The “why” can be found in papers from APEC (Asian-Pacific Economic Cooperation), which describes itself as a group of corporate representatives from “economies” (rather that nations) with Pacific borders. The gist of a 1997 APEC presentation:
·        Business must determine education content to prepare for the severe realities of the global economy where industries move from country to country in search of higher profits from low-pay, high-skill workers.
·        Education’s scope for the majority of future “human capital” must be narrowly focused because the majority of future jobs will not require college, but laborers conditioned with good attitudes—those willing to work long hours for low pay. The presenter noted Malaysia’s ability to develop such a labor pool from poor rural areas that provide minimal schooling.
·        High stakes testing is an effective sorting system to resign students to lower paying vocational/technical jobs. 

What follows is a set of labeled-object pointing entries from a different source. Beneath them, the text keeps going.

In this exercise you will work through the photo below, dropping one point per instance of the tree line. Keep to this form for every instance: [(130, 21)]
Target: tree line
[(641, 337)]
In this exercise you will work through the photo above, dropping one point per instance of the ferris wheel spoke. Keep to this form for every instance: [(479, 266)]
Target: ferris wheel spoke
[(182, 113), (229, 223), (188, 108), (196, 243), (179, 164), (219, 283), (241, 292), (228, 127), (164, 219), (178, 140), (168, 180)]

              If throngs of critics are correct, EngageNY’s Common Core curriculum is a mind-numbing, narrowly focused education approach—just what the corporate elite ordered.

              Scary stuff when you consider how this fits into a Trans-Pacific “free-trade” pact, just approved by Congress, that gives corporations specific legal rights denied to labor unions, civic groups and public interest groups.

              Billee Bussard


  1. Would any of the private or parochial schools accept this? No. Is the curriculum good enough for the elite's children? Probably not. Why then do we adopt it for students who need the most help in reading and math?

  2. Because we want those kids to stay in their place. We need people to create programs for. A person without a good education will be in someones program their entire life. Vitti is manufacturing profit for his elite friends.

  3. Would you happen to have a source for the statistics on Engage NY 2014 results?